A complementary DNA sequence that predicts a human pancreatic amylase primary structure consistent with the electrophoretic mobility of the common isozyme, Amy2 A.

We report the nucleotide sequence of mRNA for the common electrophoretic isozyme of human pancreatic alpha-amylase, Amy2 A. The sequence was derived from a nearly full-length complementary DNA (cDNA) isolated from a cloned cDNA library. The relatively short 5' untranslated region (15 nucleotides) was determined by primer-extension sequencing. The human Amy2 messenger codes for a 511-residue preamylase polypeptide.
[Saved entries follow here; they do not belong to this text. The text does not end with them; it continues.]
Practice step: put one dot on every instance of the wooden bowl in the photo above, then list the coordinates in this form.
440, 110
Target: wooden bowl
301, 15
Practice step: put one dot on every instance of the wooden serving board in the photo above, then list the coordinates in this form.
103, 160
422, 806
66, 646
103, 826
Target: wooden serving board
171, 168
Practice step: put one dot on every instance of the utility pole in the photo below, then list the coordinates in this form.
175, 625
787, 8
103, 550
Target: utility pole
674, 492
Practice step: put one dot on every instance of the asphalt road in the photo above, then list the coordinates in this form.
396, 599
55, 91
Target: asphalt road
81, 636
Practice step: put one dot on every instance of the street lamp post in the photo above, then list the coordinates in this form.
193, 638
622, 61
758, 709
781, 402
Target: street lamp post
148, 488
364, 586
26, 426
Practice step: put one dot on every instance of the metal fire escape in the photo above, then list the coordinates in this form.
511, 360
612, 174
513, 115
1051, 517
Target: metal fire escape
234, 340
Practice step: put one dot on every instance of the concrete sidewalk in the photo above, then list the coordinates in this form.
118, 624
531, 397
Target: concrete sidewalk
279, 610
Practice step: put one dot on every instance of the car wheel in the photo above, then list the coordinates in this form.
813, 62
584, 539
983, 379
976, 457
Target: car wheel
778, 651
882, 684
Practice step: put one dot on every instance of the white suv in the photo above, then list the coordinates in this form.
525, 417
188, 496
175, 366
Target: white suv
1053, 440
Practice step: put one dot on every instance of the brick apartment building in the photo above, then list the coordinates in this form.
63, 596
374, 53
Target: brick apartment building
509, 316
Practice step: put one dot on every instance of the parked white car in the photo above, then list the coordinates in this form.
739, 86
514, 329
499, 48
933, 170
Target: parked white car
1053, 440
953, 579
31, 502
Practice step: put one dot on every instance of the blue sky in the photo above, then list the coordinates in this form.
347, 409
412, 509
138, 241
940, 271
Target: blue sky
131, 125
An amino-terminal signal peptide of 15 amino acids with an Ala X Gln cleavage site is proposed based on homology to mouse, dog and hog amylases. The Amy2 A mRNA sequence differs from a recently reported human Amy2 sequence. Differences were found at 31 nucleotide positions. The alpha-amylase proteins predicted by the two mRNAs differ at 17 amino acid positions. Relative to the known sequences of other mammalian amylases, most of the differences between the two human Amy2 sequences appear to have occurred as substitutions in the sequence reported by Nakamura et al. (1984). These substitutions predict a protein with a substantially greater net negative charge than that of Amy2 A. We suggest that the two sequences may represent either divergent Amy2 alleles or the expression of non-allelic pancreatic amylase genes.